While perfect forward secrecy (PFS) can be achieved efficiently by using DHKE and its variants, it is possible and convenient to use the RSA algorithm only to implement a PFS system. As mentioned in our lectures, the RSA algorithm need to be applied twice, and below is a possible protocol.

1. Bob generates a RSA key pair (AuthPublic, AuthPrivate) for authentication only and deliver it to Alice through an authentic channel.
2. When Alice needs to send a message to Bob, Bob generates a RSA key pair (EncPublic, EncPrivate) as the session key.
3. Bob calulates the signature EncPubSig of EncPublic with the authentication key AuthPrivate, and delivers (EncPublic, EncPubSig) to Alice.
4. Alice verifies (EncPublic, EncPubSig) with AuthPublic to make sure she is communicating with Bob.
5. Alice encrypts the plaintext using EncPublic and sends the ciphertext to Bob.
6. Bob decrypts the ciphertext to obtain the plaintext.

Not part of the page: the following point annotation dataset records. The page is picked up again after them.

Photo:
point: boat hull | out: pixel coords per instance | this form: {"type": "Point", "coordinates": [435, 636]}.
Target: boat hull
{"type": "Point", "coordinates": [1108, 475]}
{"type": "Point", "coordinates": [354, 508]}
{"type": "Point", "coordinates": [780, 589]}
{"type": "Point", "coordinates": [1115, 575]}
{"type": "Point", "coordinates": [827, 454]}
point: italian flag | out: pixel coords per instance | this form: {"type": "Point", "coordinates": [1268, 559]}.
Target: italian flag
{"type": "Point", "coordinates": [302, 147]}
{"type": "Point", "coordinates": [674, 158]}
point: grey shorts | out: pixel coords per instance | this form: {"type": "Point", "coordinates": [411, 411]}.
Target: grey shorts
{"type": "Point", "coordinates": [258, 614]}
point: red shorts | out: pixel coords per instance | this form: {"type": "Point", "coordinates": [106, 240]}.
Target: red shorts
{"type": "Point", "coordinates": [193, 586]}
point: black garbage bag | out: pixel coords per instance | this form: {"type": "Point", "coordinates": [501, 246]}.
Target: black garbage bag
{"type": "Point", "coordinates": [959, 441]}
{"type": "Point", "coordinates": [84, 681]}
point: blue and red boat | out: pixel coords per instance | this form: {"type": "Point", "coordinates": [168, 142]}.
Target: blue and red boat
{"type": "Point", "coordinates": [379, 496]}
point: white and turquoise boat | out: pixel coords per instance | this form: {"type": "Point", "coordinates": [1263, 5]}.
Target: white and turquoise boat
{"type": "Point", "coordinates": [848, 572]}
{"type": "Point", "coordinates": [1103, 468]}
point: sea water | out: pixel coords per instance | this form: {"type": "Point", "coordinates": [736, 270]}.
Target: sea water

For this project, we are going to use the rsa package in Go to implement the above protocol. In particular, Probabilistic Signature Scheme (PSS) is used for RSA signature and Optimal Asymmetric Encryption Padding (OAEP) is used for RSA encryption. For your conveniece, examples and part of the protocol are provided here. Now it is your turn to complete the protocol and to test it using knowledge of public-key cryptography and digital signature.

Before you actually write code for the protocol, you will first need to understand how to sign/verify messages in RSA using PSS and how to encrypt/decrypt messages in RSA using OAEP in Go. You will need to read the two functions validateRSAPSS() and validateRSAOAEP() and to observe their outputs in order to understand how they work.

The implementation of our double RSA protocol starts with the function doubleRSAPFS(), which calls a few more functions, each implements one or more protocol steps. You will need to modify the three functions aliceVerify, aliceEncrypt, and bobDecrypt for the last 3 steps since the implementation of the first 3 steps are already provided. Once the protocol is implemented correctly, doubleRSAPFS() will output "doubleRSAPFS completed successfully."

Moreover, since our protocol may also prevent certain cases of man-in-the-middle (MITM) attacks, the function doubleRSAPFSMITM() simulates a possible attack scenario. Your implementation of aliceVerify, aliceEncrypt, and bobDecrypt, without modification, should be able to protect against this attack so that the function should output "doubleRSAPFSMITM completed successfully."

Now, you are ready to reason further with our double RSA protocol and answer the following 4 questions in your project report:

1. Why do we need to apply RSA twice? Why can't Bob simply generate a RSA encryption key everytime Alice wants to send a message and skip the authentication/signature part?
2. For step 3, when Bob delivers (EncPublic, EncPubSig) to Alice, what kind of channel is needed? A secure channel? An authentic channel? Or an insecure channel is perfectly OK?
3. Can Alice use the protocol to send Bob a message of arbitrary length? If not, how can you modify the protocol to achieve so?
4. Is it possible for Oscar to perform a man-in-the-middle attack on the protocol to pretend that he or she is Alice? Why or why not? If not, how can you modify the protocol to prevent so?

Submit the following to Blackboard for this project.

1. 5 Points: Your source code that can be executed correctly.
2. A project report including the items below.
   • 5 Points: explain your approach and results for Section III.
   • 5 Points: answers to the four questions in Section III.

The project should be done individually. You can discuss the project with other students but all the source code and writings should be your OWN. PLAGIARISM and called for DISCIPLINARY ACTION. NEVER share your source code and reports with others.